爆発的に増えるデータ時代、我々のすべきこととは

 機械学習やAIなどの技術が発展し、データを機械に読み込ませれば自動的に答えが導き出せるような技術が生まれるなか、人間のすべきことは何か。田中氏は著書『仮説とデータをつなぐ思考法 DATA INFORMED』で、データを活用するには「データによって判断者である人間の思考が強化される(本書42ページより)」という“データインフォームド”の考え方によってそれが見えてくると提唱しています。もちろん、機械にデータ処理と判断を任せるべきシチュエーションは多くあり、その領域は技術の発展にともなって拡大する一方、インプットデータが足りず、正解がないような「判断」をともなう作業はやはり人間の手元に残ります。このような思考による判断が必要な業務において、機械を使いこなしながら最終判断をしていくことが我々には求められると田中氏は言います。

データ活用でつまづきやすいポイント

 「データ活用」と聞いて多くの方が想像するのは「データを扱う技術」でしょう。具体的にはプログラミング言語を使う能力やExcelなどのデータ処理ツールを扱う力です。こうした技術はデータを理解できる形にして読み解くために必要である一方、これだけを備えていても「データを活用できている」状態にはなりません。では、どのような能力が必要なのか。田中氏は「目的設定能力」と「データの解釈能力」だと説明しています。

 「目的設定能力」とは、データ活用の目的を設定し、その目的のためにどのようにデータを活用するのかを考える能力。「データの解釈能力」は、データから生成されたアウトプットの内容を理解し、そこから得られる示唆を導き出す能力を意味します。つまり、プログラミングなどでデータを扱う業務の“前と後ろ”には、ビジネスにおけるデータ活用の目的を明確にし、アウトプットを解釈して次につなげる「ビジネスとデータをつなぐ役割」が重要だと言います。

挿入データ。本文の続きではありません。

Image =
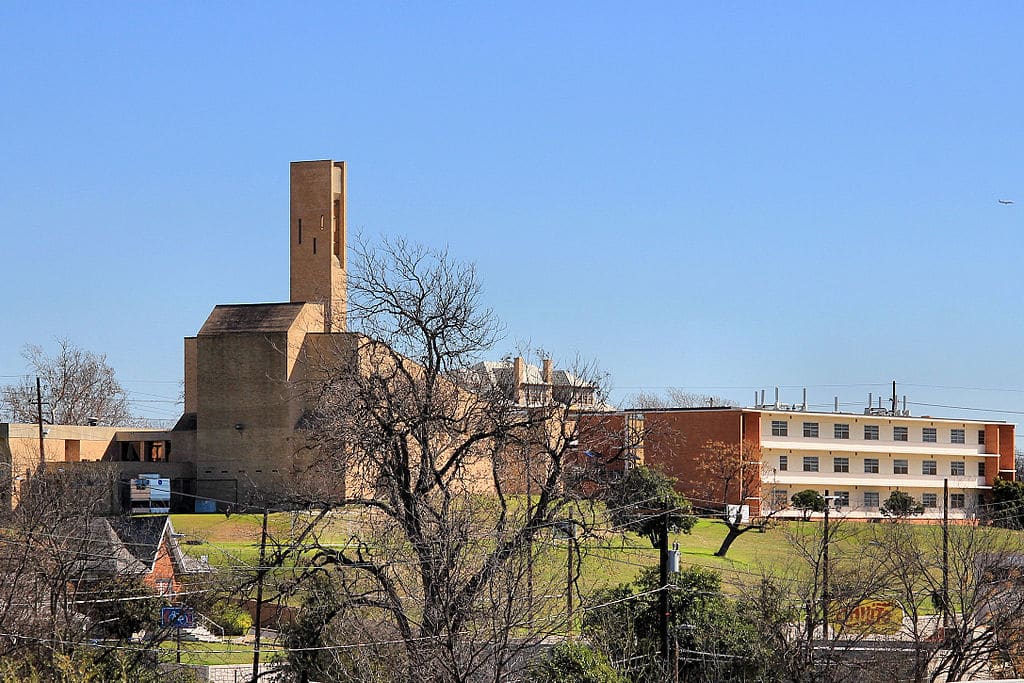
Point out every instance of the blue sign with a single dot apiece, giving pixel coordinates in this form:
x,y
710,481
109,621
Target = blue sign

 こうした役割を田中氏は自動車に例えて説明しています。データ活用において、データを作る・扱う“作業能力”は、自動車を前進させる役割を担う「駆動輪」(後輪)と同じ役割。しかし、これだけでは自動車がどの方向に進んでいけばよいのかわからないため、方向を決める「操舵輪」(前輪)が必須です。著書では、これをデータ活用におけるデータを読み解く“解釈能力”にたとえて詳しく言及されています。データ活用で成果を出すためにはこの駆動輪と操舵輪の双方が必要ですが、技術が必要な駆動輪にだけフォーカスし、操舵輪がおろそかになっている企業はデータ活用がうまくいかないと田中氏は指摘します。

DXのカギは「データの業務適用」

 このように目的が不明瞭なためにデータ活用がうまく進まないという問題は、DXを推進していく上でも起こりうると田中氏は述べています。データを用いてビジネス変革・業務改革を行うDXを進めるためには、目的を明確化し、そこに向かってハンドルを操作する必要がある。とはいえ、全員がデータ分析能力を身に着ければよいわけではなく、社内において“自分が果たすべき役割”を理解して取り組むことが大切だと主張しています。

 そのために必要なのが、事業推進において「データを理解してビジネスにつなげる」観点を持つことだと言います。DXには大きく「戦略」と「実行」の2つの柱があり、それぞれ戦略領域で立てた計画を実行領域で具現化します。この実行領域における業務には「経営活動」「事業推進活動」「デジタル/データの業務適用」「システムやデータベースの構築/データ分析」に分けられますが、DXの鍵を握るのは「デジタル/データの業務適用」の業務。データの業務適用とは、先ほど触れたように「データを理解してビジネス成果につなぐ仕事」です。昨今のDXはこの部分が手薄になってしまっていることで、うまくいかないケースが見られると言います。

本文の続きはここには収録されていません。